Image result for the shadow over innsmouth
Well if I am advocating reading writers that push the limits, are there no limits? I actually do think there are limits. I think a writer exploring taboo or transgressive themes are acceptable, but writers seeking to actually advocate repugnant views are not. For instance, I find most religious fiction or extremist political fiction to be superficial and its basic level, ignorant. These are works where the writer is not struggling to come to a better understanding of oneself but is convinced that they are right and are seeking to convert the reader to their viewpoint. Most christian fiction, or say the work of Ayn Rand, would fall into this category. But let’s take the case of H.P. Lovecraft, who notoriously held some very unpleasant views. Is his work worth reading? I would say yes, in his fiction you see someone struggling to understand themselves and the world they live in. For a writer who was so repulsed by the other and the different, his fictional world pretty much exclusively deals with the other and the different, and you can see him trying to come to terms with why he is so affected by those different them himself, why he is so horrified by the chaotic nature of life and mankind.
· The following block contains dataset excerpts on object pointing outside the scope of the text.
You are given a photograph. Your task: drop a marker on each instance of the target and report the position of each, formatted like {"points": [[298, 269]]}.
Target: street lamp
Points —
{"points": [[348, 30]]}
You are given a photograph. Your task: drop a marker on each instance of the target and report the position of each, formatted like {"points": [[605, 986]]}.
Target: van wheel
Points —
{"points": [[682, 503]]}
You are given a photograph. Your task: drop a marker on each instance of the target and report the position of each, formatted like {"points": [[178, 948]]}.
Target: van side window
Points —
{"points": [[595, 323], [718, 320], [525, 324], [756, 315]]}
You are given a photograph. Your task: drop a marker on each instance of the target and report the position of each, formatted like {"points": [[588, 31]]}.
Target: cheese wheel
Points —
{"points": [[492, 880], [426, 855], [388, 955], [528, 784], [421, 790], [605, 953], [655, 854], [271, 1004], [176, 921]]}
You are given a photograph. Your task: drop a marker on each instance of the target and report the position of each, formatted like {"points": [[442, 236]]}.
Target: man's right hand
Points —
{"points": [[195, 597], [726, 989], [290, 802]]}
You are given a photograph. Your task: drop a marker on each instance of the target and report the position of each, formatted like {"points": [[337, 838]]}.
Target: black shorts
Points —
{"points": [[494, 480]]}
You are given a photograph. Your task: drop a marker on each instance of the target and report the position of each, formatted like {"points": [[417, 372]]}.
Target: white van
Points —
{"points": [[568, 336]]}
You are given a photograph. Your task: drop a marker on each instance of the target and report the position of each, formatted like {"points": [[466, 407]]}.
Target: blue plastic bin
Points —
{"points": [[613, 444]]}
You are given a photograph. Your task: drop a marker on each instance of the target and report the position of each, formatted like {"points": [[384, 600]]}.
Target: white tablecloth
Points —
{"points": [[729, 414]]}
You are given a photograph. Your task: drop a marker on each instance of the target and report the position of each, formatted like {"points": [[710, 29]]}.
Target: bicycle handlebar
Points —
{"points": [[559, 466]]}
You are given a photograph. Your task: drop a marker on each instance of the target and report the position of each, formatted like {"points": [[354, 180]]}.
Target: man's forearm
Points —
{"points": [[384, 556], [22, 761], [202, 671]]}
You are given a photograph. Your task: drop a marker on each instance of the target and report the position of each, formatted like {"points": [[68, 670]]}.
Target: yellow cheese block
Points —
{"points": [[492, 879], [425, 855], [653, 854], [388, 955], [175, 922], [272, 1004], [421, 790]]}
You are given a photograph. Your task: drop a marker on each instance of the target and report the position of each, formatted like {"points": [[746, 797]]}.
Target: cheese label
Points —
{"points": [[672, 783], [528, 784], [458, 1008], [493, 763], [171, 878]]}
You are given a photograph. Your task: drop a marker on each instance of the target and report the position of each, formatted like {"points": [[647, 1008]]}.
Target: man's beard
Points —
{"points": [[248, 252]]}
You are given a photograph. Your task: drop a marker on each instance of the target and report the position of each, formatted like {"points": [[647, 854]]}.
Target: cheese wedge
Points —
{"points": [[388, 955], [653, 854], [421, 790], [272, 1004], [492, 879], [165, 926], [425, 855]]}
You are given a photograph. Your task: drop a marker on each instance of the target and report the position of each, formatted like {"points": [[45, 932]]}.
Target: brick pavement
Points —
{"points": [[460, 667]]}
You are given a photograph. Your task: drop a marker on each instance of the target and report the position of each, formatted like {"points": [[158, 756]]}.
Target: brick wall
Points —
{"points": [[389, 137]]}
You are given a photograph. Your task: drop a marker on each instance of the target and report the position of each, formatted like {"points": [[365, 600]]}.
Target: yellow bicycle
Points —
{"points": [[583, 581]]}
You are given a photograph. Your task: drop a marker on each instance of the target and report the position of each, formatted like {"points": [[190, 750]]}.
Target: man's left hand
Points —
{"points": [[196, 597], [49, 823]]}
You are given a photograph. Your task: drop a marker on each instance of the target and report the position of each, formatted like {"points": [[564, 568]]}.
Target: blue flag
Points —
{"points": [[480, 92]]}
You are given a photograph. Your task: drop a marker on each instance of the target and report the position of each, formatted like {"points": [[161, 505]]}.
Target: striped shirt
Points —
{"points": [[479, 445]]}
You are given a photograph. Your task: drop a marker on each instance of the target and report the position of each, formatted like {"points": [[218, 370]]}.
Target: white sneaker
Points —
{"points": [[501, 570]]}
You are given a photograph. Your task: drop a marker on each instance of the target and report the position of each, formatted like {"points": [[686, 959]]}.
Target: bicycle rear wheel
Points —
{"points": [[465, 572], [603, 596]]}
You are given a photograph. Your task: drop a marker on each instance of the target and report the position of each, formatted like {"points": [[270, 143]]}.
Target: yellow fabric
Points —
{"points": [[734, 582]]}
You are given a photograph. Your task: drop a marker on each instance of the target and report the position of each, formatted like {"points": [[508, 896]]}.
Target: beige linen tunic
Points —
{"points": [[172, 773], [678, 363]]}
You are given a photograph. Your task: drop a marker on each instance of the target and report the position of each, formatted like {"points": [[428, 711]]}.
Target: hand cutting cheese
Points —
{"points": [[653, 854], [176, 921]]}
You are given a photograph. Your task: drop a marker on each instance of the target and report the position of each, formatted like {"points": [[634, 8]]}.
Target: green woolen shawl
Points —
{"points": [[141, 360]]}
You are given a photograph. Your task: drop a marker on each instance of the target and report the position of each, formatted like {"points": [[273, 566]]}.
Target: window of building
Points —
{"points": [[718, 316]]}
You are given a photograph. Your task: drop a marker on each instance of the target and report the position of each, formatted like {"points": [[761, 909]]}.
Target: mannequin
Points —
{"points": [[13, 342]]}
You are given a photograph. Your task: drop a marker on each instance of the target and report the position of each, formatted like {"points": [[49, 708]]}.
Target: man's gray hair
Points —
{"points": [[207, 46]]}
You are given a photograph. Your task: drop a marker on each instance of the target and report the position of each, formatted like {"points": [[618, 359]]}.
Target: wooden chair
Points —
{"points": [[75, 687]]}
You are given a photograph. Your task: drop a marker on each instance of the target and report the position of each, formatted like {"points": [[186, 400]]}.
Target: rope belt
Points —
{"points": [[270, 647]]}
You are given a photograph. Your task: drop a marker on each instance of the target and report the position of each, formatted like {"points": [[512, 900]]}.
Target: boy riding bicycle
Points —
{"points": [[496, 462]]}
He fully exposes himself to that which most frightens him in his fiction, and he also puts himself in the place of what he most fears. A writer who was just trying to express racist ideas would not have written The Shadow over Innsmouth, which ends with the main character joining with the monstrous, and realizing that he was always one of them.

Horror mainly traffics in the areas we have not come to terms with yet. Horror is not a safe space, but a space to face our most bleak and terrible fears, and try to come to an understanding of them. Horror is the genre of the taboo and the hidden. It needs to be an area where both writers and readers can safely have a dialogue, rather than letting these hidden emotions and thoughts fester unspoken inside us. There is a good side and a dark side to each of us. And to come to know both sides is one of the missions of horror fiction. Reading, and writing, against ourselves, is vital. Sometimes it’s only when we are lost in the dark that we truly come to find ourselves.